Do lado das classes dominantes regista-se uma consciência apreensiva com a incapacidade de superintendência adequada dos contingentes de mão-de-obra feminina servil por parte das camadas mais baixas das classes médias, que, impreparadas para a sua nova condição de patronato, não sabiam fazer-se obedecer. Multiplicam-se, assim, os manuais de civilidade (p. 214 e seg.) e os artigos educativos nas revistas e outras publicações femininas (p. 146 e seg.) destinados às novas ou futuras patroas das classes médias. Evocava-se um modelo de criadagem que, todavia, já não podia existir face à nova conjuntura de procura, de recrutamento e de inserção. Inês Brasão recolhe em Maria Lamas (As mulheres do meu País, 1948) um «retrato desencantado sobre as trabalhadoras domésticas» (p. 143), dando conta de uma degradação do regime de obediência, o qual só persiste como «arquétipo de serviçal pretendido pelas classes urbanas no contexto dos anos 50 e 60» (p. 145). Este paradigma de serviçal das elites burguesas oitocentistas, modelo-cópia do sistema de criadagem da aristocracia da sociedade pré-industrial, fora interiorizado como símbolo de ascensão social pelas classes médias, designadamente urbanas (caso da Inglaterra Vitoriana, cujas descrições continuaram a alimentar o imaginário português), dando lugar a uma feminização do trabalho doméstico que só tardiamente, a partir de finais da década de 1930, se verifica em Portugal (p. 48). Compreende-se, assim, que os ritmos de feminização dos serviços domésticos tenham sido muito mais lentos no interior do país, como revela Inês Brasão ao comparar Lisboa e Guarda nas décadas de 1940 e 1950 (pp. 95-99). Nesta última cidade persiste uma composição do serviço doméstico fortemente masculinizada, característica das sociedades pré-industriais, associada a práticas muito vivas de um sistema de deferência e de obediência que já não se observavam em cidades como Lisboa.

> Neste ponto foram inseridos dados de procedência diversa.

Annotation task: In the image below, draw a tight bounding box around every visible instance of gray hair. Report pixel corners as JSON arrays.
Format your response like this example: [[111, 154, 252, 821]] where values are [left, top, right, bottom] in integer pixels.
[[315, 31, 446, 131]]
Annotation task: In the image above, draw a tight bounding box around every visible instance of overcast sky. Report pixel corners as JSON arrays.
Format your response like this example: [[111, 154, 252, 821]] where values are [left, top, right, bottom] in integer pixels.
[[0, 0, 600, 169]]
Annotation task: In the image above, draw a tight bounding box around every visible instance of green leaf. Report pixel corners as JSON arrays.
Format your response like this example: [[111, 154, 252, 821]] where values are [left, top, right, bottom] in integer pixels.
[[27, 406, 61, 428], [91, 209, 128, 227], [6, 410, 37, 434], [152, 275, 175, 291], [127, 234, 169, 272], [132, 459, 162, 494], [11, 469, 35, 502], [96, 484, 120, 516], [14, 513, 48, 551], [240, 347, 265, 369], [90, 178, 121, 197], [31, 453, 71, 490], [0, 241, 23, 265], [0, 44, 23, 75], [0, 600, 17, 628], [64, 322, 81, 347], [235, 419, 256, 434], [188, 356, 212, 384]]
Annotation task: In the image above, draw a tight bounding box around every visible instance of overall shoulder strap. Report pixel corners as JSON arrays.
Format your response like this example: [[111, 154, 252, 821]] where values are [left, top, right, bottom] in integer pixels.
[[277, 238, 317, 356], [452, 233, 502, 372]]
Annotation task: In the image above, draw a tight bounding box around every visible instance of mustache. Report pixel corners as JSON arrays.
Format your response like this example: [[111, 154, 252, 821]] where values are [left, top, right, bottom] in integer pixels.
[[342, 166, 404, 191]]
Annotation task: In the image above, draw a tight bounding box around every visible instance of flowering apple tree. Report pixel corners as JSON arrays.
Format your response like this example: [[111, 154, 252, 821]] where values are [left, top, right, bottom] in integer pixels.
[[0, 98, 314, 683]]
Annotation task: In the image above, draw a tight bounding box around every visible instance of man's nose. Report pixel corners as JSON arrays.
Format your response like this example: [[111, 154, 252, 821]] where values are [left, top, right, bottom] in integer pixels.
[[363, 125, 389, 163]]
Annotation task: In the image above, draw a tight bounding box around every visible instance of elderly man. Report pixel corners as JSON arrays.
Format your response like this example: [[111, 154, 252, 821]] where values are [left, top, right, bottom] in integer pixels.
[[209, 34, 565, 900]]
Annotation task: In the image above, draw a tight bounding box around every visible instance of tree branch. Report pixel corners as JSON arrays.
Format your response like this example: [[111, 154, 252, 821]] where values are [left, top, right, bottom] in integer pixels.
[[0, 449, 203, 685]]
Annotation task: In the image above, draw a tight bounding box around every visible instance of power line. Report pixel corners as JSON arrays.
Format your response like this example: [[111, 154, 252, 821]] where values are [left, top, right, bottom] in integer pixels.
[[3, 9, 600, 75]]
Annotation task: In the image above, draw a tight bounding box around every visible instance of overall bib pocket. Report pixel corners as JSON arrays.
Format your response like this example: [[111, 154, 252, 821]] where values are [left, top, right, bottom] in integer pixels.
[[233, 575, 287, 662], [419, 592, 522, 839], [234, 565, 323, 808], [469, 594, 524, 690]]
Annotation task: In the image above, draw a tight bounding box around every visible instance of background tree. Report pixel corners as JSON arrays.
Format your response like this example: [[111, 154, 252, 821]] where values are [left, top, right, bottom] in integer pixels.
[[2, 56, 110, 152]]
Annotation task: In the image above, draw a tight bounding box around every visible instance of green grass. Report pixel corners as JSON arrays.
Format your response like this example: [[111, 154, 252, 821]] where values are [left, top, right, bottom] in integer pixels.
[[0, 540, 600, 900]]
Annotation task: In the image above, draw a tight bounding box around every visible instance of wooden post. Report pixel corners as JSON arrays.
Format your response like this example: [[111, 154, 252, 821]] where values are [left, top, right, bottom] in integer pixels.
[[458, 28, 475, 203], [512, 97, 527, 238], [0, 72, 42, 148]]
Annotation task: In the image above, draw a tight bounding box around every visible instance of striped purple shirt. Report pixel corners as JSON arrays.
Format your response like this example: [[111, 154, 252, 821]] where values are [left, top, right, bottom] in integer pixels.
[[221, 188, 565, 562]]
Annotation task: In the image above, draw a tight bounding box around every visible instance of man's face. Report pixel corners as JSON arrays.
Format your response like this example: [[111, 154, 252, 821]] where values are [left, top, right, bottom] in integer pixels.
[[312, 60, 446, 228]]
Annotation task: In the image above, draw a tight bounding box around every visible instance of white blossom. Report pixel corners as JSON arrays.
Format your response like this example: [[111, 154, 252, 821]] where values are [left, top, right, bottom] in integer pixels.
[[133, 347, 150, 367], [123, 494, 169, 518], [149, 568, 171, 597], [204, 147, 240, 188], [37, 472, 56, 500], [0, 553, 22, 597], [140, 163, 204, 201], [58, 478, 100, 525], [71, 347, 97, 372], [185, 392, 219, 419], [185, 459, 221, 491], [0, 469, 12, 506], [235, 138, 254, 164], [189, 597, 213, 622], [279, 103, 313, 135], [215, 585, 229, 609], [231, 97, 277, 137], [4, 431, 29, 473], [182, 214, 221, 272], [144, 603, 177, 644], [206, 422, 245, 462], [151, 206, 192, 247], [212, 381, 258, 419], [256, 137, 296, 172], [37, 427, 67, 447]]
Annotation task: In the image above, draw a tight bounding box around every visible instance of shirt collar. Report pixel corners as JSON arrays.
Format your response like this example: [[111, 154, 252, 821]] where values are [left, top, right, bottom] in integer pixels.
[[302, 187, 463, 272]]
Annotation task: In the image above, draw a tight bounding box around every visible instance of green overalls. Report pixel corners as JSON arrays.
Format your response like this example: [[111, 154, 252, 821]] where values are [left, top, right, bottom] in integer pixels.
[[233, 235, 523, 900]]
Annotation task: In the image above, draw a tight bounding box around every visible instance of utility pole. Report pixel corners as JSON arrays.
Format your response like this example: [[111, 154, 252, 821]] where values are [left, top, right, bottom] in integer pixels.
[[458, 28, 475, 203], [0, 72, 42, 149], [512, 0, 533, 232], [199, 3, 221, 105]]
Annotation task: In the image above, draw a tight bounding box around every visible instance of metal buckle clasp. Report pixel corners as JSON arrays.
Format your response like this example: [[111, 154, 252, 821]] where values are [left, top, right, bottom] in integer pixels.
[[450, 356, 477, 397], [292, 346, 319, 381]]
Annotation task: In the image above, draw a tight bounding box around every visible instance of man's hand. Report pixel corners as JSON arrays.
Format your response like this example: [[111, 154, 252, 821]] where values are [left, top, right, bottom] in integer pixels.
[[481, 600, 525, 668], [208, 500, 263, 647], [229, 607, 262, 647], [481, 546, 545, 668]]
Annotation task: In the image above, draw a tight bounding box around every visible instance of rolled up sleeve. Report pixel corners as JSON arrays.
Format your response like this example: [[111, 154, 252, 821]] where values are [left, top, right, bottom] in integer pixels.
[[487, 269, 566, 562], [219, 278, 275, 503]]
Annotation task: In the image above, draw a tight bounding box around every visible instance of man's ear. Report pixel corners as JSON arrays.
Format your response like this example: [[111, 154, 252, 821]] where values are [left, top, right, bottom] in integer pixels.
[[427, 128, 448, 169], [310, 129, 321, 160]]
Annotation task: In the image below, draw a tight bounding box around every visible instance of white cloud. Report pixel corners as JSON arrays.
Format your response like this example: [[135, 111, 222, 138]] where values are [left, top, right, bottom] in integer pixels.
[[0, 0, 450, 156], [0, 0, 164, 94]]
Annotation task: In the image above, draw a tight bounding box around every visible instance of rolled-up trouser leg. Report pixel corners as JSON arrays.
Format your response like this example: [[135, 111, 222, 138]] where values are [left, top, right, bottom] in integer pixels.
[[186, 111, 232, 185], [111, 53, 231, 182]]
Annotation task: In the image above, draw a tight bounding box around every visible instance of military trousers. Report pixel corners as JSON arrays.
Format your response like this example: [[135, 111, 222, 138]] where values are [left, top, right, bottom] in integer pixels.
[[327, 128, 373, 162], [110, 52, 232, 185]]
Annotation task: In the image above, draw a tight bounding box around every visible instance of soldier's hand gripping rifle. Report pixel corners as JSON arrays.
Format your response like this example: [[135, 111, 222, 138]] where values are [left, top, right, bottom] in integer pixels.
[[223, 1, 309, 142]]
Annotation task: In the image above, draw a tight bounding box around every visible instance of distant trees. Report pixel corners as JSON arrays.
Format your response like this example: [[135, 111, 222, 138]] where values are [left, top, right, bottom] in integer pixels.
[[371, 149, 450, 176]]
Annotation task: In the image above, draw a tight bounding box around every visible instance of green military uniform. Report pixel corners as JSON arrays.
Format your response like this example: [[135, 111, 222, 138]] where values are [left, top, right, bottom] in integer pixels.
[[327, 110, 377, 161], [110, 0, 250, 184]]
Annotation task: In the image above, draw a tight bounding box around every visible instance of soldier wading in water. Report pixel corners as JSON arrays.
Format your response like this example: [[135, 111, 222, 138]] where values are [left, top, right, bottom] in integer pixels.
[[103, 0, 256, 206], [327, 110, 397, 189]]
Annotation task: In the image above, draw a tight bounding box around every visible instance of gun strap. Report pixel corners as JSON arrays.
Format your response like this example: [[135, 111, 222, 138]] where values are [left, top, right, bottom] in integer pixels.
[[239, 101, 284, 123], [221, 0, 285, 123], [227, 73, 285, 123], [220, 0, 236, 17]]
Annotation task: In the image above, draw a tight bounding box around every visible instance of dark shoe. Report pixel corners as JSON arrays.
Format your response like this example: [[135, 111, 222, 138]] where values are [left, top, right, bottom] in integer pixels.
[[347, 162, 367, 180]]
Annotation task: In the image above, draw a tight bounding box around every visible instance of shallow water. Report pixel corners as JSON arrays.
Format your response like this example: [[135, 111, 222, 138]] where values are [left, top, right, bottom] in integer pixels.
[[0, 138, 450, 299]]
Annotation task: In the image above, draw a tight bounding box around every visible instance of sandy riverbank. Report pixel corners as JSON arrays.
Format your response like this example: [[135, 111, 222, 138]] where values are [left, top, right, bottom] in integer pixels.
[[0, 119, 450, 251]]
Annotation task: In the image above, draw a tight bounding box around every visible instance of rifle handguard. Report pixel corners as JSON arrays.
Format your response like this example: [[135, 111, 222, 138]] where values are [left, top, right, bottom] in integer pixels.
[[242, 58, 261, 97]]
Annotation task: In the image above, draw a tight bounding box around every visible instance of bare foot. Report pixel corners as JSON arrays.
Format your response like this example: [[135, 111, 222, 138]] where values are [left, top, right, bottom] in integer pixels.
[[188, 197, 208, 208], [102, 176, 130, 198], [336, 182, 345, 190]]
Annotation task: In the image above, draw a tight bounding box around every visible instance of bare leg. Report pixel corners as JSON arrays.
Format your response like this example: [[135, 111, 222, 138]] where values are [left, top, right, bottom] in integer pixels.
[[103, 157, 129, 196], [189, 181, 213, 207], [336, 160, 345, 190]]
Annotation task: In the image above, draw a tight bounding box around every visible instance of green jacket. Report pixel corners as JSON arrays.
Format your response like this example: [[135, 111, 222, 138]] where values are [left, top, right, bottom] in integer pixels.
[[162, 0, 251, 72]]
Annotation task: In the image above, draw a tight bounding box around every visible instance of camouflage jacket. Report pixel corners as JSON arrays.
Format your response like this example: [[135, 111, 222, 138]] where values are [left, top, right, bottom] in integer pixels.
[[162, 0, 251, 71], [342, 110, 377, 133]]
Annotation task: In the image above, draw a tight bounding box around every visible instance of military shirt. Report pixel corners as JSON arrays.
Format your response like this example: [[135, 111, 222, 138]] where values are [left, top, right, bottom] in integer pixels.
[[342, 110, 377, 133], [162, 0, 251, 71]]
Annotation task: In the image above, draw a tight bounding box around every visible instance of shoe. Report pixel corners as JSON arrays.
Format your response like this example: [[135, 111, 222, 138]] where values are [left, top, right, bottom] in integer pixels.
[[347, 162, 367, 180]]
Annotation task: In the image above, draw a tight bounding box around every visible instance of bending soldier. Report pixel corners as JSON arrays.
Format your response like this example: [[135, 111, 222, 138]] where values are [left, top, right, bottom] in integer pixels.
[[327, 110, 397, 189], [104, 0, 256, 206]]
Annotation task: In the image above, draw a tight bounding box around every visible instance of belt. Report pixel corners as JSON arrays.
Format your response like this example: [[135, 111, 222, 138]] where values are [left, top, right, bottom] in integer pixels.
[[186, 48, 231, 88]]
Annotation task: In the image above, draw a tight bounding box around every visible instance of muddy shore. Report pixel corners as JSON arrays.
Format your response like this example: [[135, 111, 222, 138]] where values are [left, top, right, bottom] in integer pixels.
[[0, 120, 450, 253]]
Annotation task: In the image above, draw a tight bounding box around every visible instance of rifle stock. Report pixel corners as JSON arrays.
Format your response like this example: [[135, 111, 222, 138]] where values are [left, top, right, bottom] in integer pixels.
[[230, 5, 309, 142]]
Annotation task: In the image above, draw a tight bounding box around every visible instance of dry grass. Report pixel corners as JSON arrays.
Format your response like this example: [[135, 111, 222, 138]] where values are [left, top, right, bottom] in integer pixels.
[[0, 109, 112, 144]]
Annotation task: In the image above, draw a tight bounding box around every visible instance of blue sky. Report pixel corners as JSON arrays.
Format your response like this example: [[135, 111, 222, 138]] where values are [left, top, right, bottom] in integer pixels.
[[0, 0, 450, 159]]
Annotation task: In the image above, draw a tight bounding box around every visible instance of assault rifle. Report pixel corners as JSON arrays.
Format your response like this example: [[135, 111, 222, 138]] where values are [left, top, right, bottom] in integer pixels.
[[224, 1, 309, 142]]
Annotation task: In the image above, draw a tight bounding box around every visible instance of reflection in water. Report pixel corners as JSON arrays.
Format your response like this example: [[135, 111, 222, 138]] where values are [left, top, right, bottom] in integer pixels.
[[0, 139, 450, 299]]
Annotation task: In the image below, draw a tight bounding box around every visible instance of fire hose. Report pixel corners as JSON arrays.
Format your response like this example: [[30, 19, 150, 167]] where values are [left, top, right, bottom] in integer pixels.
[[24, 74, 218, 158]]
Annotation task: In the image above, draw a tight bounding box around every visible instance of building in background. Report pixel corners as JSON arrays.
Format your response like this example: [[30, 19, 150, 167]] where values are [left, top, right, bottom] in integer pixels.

Inês Brasão mostra, exemplarmente, a desagregação de um modelo de serviço doméstico que, associado às elites burguesas e aristocráticas, não se coadunava ao universo numeroso das camadas mais baixas das classes médias. Fracas posses determinaram a redução da criadagem à criada para todo o serviço, as casas exíguas tornaram incomportável a segregação espacial e funcional das criadas e a falta de orientação era substituída por uma sobre-exploração carregada de punições. Os relatos das entrevistadas dão conta de situações de conformismo e de sentimentos de fidelidade, mas também de contestações face a maus tratos e humilhações (p. 184 e seg.). Os relatos de insubordinações remetem, sobretudo, para contextos de reduzida diferença social entre as famílias de origem e as de acolhimento das criadas (p. 249). O regime de criada corresidente, nestas condições, entrará também em contradição com o princípio burguês da privacidade, pois «a devassa da vida privada é (…) um poder que pode ser capitalizado pelas criadas de servir em desfavor dos patrões» (p. 180). A empregada doméstica «a dias» será a resposta mais consentânea com os novos contextos familiares beneficiados, também, com a aplicação da tecnologia aos equipamentos domésticos.

Uma das virtudes desta obra advém da complexidade do processo analítico e interpretativo assente no cotejamento rigoroso dos relatos com as fontes consultadas. Inês Brasão vai entrosando permanentemente diversas variáveis, evitando extrapolações anacrónicas e geográficas, distinguindo os quadros das vivências quotidianas de acordo com o estatuto social, as categorias profissionais e as condições económicas das famílias de acolhimento das serviçais, problematizando as diferentes categorias de mulheres envolvidas no serviço doméstico (esposas e criadas, senhoras donas de casa e simples donas de casa, solteiras, casadas e viúvas). A escrita, rica e expressiva, de estilo recapitulativo, transmite ao discurso uma ambiência de proximidade que nos envolve e nos prende à leitura.